More than 110,000 people cast ballots in the Nevada caucuses, with the final total likely to break the previous record, set in 2008 when Barack Obama and Hillary Clinton fought to a near-draw in the state. Sanders’ support in the initial vote—essentially the popular vote among caucus-goers—was 33 percent, compared to 17 percent for Biden, 16 percent for Pete Buttigieg, former mayor of South Bend, Indiana, and 13 percent for Senator Elizabeth Warren.
Senator Amy Klobuchar was in fifth place, with 10 percent, and billionaire Tom Steyer, who pumped $15 million into television advertising in the thinly-populated state, trailed with 9 percent.
The breadth and depth of the support for Sanders was summed up in this paragraph from the New York Times —a newspaper that has intransigently opposed Sanders throughout his political career, and recently endorsed Senator Elizabeth Warren and Senator Amy Klobuchar for the nomination.
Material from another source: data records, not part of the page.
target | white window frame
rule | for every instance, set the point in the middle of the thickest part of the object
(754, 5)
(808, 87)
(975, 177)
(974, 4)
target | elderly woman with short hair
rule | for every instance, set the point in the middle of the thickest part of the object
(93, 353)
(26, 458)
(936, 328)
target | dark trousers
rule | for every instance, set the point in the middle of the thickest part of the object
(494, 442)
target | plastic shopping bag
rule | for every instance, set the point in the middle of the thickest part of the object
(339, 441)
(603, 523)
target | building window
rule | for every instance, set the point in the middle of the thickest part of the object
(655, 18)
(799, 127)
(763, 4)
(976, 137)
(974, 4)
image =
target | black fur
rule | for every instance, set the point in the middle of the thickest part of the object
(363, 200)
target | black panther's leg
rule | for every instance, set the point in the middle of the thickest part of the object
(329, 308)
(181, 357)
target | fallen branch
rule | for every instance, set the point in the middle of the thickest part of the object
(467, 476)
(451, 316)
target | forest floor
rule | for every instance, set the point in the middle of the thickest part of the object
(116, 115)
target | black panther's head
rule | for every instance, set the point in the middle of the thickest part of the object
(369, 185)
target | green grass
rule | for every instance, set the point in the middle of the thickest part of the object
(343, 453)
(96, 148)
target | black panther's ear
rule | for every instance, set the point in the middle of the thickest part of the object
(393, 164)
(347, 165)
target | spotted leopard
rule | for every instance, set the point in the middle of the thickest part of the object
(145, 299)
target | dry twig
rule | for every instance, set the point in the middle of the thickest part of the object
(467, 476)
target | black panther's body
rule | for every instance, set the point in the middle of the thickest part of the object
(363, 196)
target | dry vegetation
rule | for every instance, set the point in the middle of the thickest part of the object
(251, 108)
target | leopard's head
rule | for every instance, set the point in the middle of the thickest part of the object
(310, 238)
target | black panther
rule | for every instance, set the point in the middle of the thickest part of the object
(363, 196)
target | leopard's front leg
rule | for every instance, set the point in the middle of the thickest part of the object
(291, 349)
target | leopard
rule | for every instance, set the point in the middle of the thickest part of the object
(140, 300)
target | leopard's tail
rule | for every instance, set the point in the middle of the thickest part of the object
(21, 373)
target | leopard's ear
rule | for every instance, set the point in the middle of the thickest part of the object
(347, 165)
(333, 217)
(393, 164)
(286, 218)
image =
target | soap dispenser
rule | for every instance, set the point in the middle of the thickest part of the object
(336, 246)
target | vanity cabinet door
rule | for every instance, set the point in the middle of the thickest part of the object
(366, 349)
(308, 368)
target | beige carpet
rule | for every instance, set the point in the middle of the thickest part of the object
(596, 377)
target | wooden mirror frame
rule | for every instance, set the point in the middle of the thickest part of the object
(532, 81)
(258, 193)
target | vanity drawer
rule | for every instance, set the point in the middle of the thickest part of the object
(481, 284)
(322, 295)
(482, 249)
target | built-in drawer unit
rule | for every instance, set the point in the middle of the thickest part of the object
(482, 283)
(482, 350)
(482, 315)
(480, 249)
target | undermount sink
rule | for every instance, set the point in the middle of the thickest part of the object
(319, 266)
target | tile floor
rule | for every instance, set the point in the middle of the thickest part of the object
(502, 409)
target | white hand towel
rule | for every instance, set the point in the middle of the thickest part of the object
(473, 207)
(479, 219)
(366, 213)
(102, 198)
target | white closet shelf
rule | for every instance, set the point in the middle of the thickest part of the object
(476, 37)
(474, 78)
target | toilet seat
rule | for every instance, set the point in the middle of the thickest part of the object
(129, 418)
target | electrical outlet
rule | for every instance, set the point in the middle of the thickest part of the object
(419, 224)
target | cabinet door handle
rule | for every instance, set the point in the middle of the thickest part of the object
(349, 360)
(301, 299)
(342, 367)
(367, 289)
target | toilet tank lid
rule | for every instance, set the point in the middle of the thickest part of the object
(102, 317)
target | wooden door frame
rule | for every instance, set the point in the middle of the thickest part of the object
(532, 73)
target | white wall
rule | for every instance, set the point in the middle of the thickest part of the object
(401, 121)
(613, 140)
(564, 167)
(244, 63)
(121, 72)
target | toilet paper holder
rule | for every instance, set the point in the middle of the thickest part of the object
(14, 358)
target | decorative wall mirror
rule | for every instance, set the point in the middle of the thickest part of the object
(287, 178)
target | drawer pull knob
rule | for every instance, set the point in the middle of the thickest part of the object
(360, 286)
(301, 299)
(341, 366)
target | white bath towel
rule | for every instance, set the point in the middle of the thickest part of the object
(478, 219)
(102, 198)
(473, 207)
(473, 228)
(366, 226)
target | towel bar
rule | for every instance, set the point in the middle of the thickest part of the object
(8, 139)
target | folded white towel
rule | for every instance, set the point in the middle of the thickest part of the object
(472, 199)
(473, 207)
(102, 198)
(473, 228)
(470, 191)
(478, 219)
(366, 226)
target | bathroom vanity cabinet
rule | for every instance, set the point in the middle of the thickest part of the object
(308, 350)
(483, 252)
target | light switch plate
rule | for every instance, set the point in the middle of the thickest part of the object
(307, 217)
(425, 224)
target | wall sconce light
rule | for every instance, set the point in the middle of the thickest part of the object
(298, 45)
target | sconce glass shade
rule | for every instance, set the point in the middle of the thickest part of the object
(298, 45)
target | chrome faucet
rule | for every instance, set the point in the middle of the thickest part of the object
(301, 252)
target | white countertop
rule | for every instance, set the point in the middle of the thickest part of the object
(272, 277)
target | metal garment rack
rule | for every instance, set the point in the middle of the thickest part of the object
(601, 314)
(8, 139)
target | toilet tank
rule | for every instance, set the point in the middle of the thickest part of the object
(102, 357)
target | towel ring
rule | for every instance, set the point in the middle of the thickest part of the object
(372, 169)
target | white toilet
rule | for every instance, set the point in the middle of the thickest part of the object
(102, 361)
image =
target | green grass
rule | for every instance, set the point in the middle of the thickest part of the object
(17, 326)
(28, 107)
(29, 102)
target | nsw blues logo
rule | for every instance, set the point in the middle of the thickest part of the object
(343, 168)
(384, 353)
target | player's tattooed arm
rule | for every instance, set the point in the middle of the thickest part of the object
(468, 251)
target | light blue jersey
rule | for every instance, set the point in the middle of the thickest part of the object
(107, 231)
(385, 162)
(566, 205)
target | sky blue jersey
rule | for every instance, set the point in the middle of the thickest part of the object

After noting the failure of several other candidates to win support among diverse sections of the population, the Times admitted: “Only Mr. Sanders, with his uncompromising message that working-class Americans affected by injustice can unite across ethnic identity, has shown traction in both predominantly white Iowa and New Hampshire and the more black and brown Nevada.”
According to entrance polls, in which voters were interviewed as they went into caucus sites, Sanders won virtually every demographic—young, middle-aged and old, white, Latino and Asian, very liberal, liberal and moderate. African-American voters, about 10 percent of the total in Nevada, placed him second, narrowly behind Biden.
Sanders won despite two major political provocations carried out over the past week, engineered by the Democratic Party establishment with the assistance of the intelligence agencies and the corporate media.
The week before the vote was dominated by claims from the leadership of Culinary Workers Local 226, the giant local union whose members constitute the bulk of the workforce at the Las Vegas casinos and hotels, that Sanders’ advocacy of “Medicare for all” would take away their union-sponsored health insurance.
The rank-and-file workers ignored this “big lie” campaign, as Sanders won seven of the nine caucus sites set up on the Las Vegas Strip for workers to cast votes during their work shifts, and tied Biden in the eighth. There were anecdotal reports of union officials trying to convince workers to remove their “Unidos con Sanders” stickers and the workers refusing.